Однажды я не выдержал: – Не ревнуй. Это смешно.

– Я не ревную! – вспыхнул он до самых корней своей потрясающей шевелюры. – С чего ты взял? – Но тут же скис и признался: – Ревную. Страшно.

– Ну и дурак, – сказал я и ушел.

Вернулся я очень быстро: извинился перед Баком, сославшись на неважное самочувствие, и поскорее убрался домой. К Шерлоку. Меня и в самом деле лихорадило и кидало в жар – черт его знает, что он там делает.

Он окинул меня изучающим взглядом. – Вечер не удался?

Мы провели одну из самых безумных своих ночей, и, лежа в его объятиях, с трудом отходя от шквала поцелуев и ласк, я подумал, что ревность не так уж и разрушительна.

Он продолжает меня хоть изредка, но ревновать. И этому парадоксу я не нахожу объяснения: как можно предположить, что тот, у кого при виде тебя начинают подгибаться колени, кто задыхается, целуя твои глаза, кто смотрит и насмотреться не может, в состоянии подумать о ком-то другом? Мне сложно такое понять. Вероятно, у гениев, каким нежданно-негаданно оказался Шерлок, мозги совсем набекрень. Пусть так, я готов к любому его заскоку. Лишь бы верил, лишь бы не сомневался во мне, в моей преданности и моей любви. А от ревности не умирают. Гарри вон тоже ревнива до белых глаз, но счастливее парочки, чем Клэр и она, я пока не встречал. За исключением парочки влюбленных, ненасытных маньяков, которыми оказались мы.

Черт возьми, мы и впрямь ненасытны. Каждое наше попадание в постель оказывается трепетно новым: словно впервые мы приблизились и прикоснулись друг к другу.

Меня от страсти мутит, а сердце выделывает такое, что до сих пор я недоумеваю – как оно справляется с этим диким накалом. Шерлок, его запах, его касания… Господи, как же это мучительно сладко! Я завожусь мгновенно, стоит только ему стянуть с меня майку и прижаться губами к шее. Что со мною творится!

Я был стеснителен в сексе: зажимался, не позволял себе лишнего. Контроль присутствовал так или иначе – нелюбимые руки не подобрали ко мне ключа и не выпустили на волю моих бесстыдных чертей.

С Шерлоком… Господи боже, как запредельно я пред ним открыт! Запредельно. Широко раздвигаю бедра, выгибаюсь навстречу – раскован, разнуздан, похотлив и развратен. Я шалею от страсти, прошу его трахнуть, взять в рот, вылизать яйца… Я говорю и делаю сумасшедшие вещи, а днём горю от стыда, прячу глаза, делая вид, что это не я трясся под ним, выше головы задирая ноги и подмахивая взмыленным задом. Я чертова шлюха, тонущая в любви.

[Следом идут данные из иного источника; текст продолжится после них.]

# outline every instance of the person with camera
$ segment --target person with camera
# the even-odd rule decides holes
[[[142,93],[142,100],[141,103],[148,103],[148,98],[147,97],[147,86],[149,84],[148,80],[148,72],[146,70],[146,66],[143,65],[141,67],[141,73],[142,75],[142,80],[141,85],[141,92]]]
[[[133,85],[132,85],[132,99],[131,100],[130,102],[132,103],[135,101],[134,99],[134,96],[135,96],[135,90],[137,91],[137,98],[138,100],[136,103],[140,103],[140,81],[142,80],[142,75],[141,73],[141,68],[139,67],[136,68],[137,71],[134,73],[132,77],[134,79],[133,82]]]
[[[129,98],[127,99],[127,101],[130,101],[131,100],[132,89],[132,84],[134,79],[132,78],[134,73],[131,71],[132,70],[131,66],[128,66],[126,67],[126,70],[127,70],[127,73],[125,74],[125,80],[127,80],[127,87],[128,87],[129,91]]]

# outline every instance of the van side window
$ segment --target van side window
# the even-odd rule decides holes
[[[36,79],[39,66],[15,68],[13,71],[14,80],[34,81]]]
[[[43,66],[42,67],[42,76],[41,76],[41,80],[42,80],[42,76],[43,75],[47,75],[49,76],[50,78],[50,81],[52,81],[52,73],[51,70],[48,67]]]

И кто бы видел его довольную рожу!

Он улыбается. Он целует и шепчет: «Ночью ты был бесподобен. Чуть не сломал мне член».

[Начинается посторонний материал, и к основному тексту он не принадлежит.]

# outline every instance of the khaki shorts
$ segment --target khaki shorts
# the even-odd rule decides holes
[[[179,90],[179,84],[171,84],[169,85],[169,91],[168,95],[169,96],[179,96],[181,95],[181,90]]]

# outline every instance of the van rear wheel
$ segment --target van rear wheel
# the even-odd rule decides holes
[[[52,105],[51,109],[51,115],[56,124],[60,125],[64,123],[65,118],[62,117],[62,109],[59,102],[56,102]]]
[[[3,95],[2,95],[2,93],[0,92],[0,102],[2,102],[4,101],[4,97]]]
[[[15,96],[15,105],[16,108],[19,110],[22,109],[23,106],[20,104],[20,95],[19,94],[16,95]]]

Я вспыхиваю всей кожей, и готов убить его в этот момент. Но отвечаю на поцелуй…

Я люблю его. Я от него без ума. А он – от меня. Я не вру.

Мы долго изводили друг друга дурацкими плясками вокруг да около: кидали жадные взгляды, мучились фантазиями и мечтами, страдали. Но не переходили черту.

Почему? Ну, это понятно. Во всяком случае, относительно моих барьеров и страхов… Через них мне было не перебраться – никак. Да я бы и не стал этого делать. Конечно, хотелось дойти до конца, но даже то, что у нас уже было, устраивало меня более чем: после каждой ночи штормило.